The Benefits of Mobile Learning
So, what are the primary benefits of mLearning? Simply put, it allows the engagement of employees on their terms. It fosters an environment that users can appreciate and use more easily.
How Do We Use Mobile Devices?
To get to the heart of introducing mobile learning to employees, it is first necessary to think about how we use our own mobile devices. Most of us use smartphones and tablets not for academic study, but for discovery and to find facts or specific information. It is essential to create a mobile learning system that ties into that.
Pay Attention to Content Format
Sure, mobile devices are capable of handling animation, photos and text, but that’s not what most users prefer. Video content has become one of the most popular options for consumption on mobile devices, and that trend is only going to continue.

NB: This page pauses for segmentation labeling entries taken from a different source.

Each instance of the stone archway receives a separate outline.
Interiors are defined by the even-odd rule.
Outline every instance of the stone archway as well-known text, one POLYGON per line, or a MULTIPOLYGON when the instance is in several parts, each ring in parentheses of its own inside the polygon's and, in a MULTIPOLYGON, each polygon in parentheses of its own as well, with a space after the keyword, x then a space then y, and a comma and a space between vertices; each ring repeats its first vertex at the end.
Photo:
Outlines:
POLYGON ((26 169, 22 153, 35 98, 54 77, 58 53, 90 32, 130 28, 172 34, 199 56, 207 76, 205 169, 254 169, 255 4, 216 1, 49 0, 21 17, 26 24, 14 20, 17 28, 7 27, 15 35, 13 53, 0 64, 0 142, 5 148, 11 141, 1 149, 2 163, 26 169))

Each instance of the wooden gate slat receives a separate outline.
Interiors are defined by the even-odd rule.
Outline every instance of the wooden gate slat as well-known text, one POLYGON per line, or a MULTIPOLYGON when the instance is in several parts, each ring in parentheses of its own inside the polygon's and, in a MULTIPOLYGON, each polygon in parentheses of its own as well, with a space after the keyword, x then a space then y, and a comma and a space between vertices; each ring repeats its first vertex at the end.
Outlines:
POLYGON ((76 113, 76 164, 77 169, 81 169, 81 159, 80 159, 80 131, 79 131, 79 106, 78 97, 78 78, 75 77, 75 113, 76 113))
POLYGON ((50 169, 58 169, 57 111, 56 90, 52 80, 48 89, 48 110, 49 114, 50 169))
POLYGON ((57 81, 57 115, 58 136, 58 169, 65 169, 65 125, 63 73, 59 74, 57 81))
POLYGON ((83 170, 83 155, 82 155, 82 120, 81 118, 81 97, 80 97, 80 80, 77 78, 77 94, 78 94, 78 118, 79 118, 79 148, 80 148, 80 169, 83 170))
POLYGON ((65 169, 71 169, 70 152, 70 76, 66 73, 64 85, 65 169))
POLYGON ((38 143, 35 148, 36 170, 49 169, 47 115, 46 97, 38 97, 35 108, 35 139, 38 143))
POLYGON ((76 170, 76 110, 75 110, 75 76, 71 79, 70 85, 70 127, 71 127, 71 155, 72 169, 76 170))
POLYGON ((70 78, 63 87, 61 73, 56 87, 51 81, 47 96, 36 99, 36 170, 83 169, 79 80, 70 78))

Build a mobile learning experience with that in mind. There are numerous benefits, but one of the most important is that video production quality does not have to be super high in order for the content to be effective.
User Experience Matters
While content must be engaging and well suited to the specific audience in question, it is extremely important to consider the user’s experience. Employees can be unforgiving if forced to use a mobile learning system that offers a poor user experience. This has a direct effect on employee participation, learner scores, and knowledge retention.
Mobile learning offers a different, more improved experience than conventional eLearning. Micro-moments of instruction are a part of this opportunity. Think of personal and consumer uses for mobile devices: using a smartphone to look up a nearby restaurant, store hours, or turn-by-turn directions. By applying this concept to mobile learning, users engage in a modern learning experience.
Consider these things:
What do employees want to know and achieve?
What do you want them to achieve and know?
How can these concepts be incorporated into the mLearning experience?
Mobile Learning Challenges
Yes, mobile learning is hot right now, and it will continue to be a part of professional training. However, it is crucial to keep mobile learning on a slower path. Don’t jump right in and attempt to transform all eLearning content into mobile-accessible content right away. Not only is that costly, but it can lead to pitfalls down the road when information is missed or does not translate well to the mobile environment.
Pay Attention to Context
Mobile learning can be powerful, but it needs to be contextually relevant to learners. Ensure that all content created for mobile learners is obviously relevant to them through context. This is particularly true with curated content.
mLearning will become a larger and larger part of professional training and education, but it is essential that it is introduced to employees in the correct manner, and that it is created by following industry-best practices to ensure engagement, knowledge retention, and absorption.